An exhibit about discussions surrounding the use of alcohol in Greek spaces in the 1970s and 80s. Exhibit curated by Spencer Mancuso '25 as his final fellowship project.
Drinking Culture, Foley House, and Examination of the Greek System after Coeducation
An exhibit about discussions surrounding the use of alcohol in Greek spaces in the 1970s and 80s. Exhibit curated by Spencer Mancuso '25 as his final fellowship project. Keep scolling to view his curator's statement and exhibit index.
Curator's Statement
Welcome to my digital exhibit on drinking culture, Foley House, and the recodification of the Greek system.
This term, I sought to learn more about the role of Dartmouth’s Greek system in social life through the lens of alcohol use. As a first-year UGA, I’ve been in the role of conveying the idiosyncrasies of Dartmouth social life to freshmen. Over the course of facilitating my freshman floor community’s entrance into Dartmouth social life, I’ve been an agent of the college’s disciplinary policies at the same time as I’ve been a peer support to students who struggle with alcohol use.
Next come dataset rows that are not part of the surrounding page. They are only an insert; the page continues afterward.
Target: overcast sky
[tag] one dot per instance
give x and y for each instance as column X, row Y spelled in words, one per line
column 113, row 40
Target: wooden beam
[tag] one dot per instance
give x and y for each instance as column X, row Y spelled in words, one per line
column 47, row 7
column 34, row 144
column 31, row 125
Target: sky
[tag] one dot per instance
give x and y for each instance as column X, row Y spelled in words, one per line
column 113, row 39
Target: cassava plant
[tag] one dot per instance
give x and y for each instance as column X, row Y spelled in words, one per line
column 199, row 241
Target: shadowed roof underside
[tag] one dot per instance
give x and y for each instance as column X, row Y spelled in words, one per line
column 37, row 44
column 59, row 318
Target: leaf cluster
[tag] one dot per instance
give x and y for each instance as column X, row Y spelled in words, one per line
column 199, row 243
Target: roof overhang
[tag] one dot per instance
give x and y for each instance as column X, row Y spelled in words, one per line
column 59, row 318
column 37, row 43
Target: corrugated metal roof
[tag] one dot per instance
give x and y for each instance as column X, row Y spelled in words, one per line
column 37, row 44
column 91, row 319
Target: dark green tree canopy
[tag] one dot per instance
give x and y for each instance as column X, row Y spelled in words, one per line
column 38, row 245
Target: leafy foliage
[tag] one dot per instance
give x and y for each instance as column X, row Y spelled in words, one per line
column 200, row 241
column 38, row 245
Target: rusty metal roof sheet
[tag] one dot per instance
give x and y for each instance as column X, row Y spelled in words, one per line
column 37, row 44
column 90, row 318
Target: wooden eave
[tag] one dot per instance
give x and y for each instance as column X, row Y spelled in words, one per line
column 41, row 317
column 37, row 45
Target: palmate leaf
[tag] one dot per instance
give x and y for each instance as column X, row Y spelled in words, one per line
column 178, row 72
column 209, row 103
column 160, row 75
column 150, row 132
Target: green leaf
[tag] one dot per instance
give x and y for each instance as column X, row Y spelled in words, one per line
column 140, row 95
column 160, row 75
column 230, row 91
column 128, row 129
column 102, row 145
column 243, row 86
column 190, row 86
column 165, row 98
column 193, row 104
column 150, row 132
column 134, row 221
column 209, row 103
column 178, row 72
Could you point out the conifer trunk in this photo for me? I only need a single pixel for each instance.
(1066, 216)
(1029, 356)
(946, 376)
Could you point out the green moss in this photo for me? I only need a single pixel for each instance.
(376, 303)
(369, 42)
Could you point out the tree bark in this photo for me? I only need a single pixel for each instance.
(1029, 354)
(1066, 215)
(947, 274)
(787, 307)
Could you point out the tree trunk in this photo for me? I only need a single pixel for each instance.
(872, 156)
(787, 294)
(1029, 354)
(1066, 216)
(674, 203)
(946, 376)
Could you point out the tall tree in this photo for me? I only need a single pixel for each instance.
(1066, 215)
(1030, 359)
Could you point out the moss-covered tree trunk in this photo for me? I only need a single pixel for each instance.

As someone with no connections at Dartmouth before I arrived on campus for my freshman fall, I’ve been continually perplexed by drinking culture on campus.
Since drinking culture emerged as a product of distinct interactions between students, Greek spaces, and College administration, drinking on campus today doesn’t look the same as it did 40 years ago. Today’s social events are wrapped up in event registration, age checkpoints, online bartender registration, rules about open containers and hard alcohol emerged from discussions about what role alcohol and Greek spaces should have in campus social life. This year, the Student Wellness Center is piloting an initiative to provide Polar Seltzers free of charge at all registered Greek events as an alternative to drinking alcohol. Still, the cultural myth of Dartmouth as a drinking school proliferates online and pervades freshman conversations–whether or not it still remains true–and the majority of Dartmouth social life exists within male-owned spaces.
Greek life and alcohol abuse has been a perennial concern for Dartmouth’s administration, and a researcher could find a wealth of information about alcohol use on campus in any decade. I chose to research the culture surrounding drinking after coeducation since the entrance of women onto Dartmouth’s campus prompted serious reflection about what the role of the fraternity system should be on an integrated campus.
Additionally, the 1970s in the United States saw an increased awareness of substance abuse. In 1970, the National Institute on Alcohol Abuse and Alcoholism was established as a part of the signing of the Comprehensive Alcohol Abuse and Alcoholism Prevention, Treatment, and Rehabilitation Act. Such national attention to alcohol use gave people new words and frameworks to describe alcohol abuse at a crucial moment in Dartmouth’s history. At the same time, this new vocabulary and framework to assess consumption provided a convenient way to pathologize individual behavior rather than the cultural framework that encouraged alcohol use in the first place.
The subject of my research is less linear and clear-cut than the work of past historical accountability fellows, which is reflected in this digital exhibit. Rather than providing a rote history, my digital exhibit will center around culture and campus conversations. First, you will look at relics of Dartmouth drinking mythology are continually revisited by students at the time. In the middle sections, you’ll hear about faculty pushback to the Greek system, administration responses to alcohol use and calls to reform the system, as well as a detailed examination of Foley House–a co-ed alternative fraternity that Dartmouth administration rejected. Finally, we will look at perspectives from outside the Dartmouth bubble as extensions of Dartmouth’s internal culture war.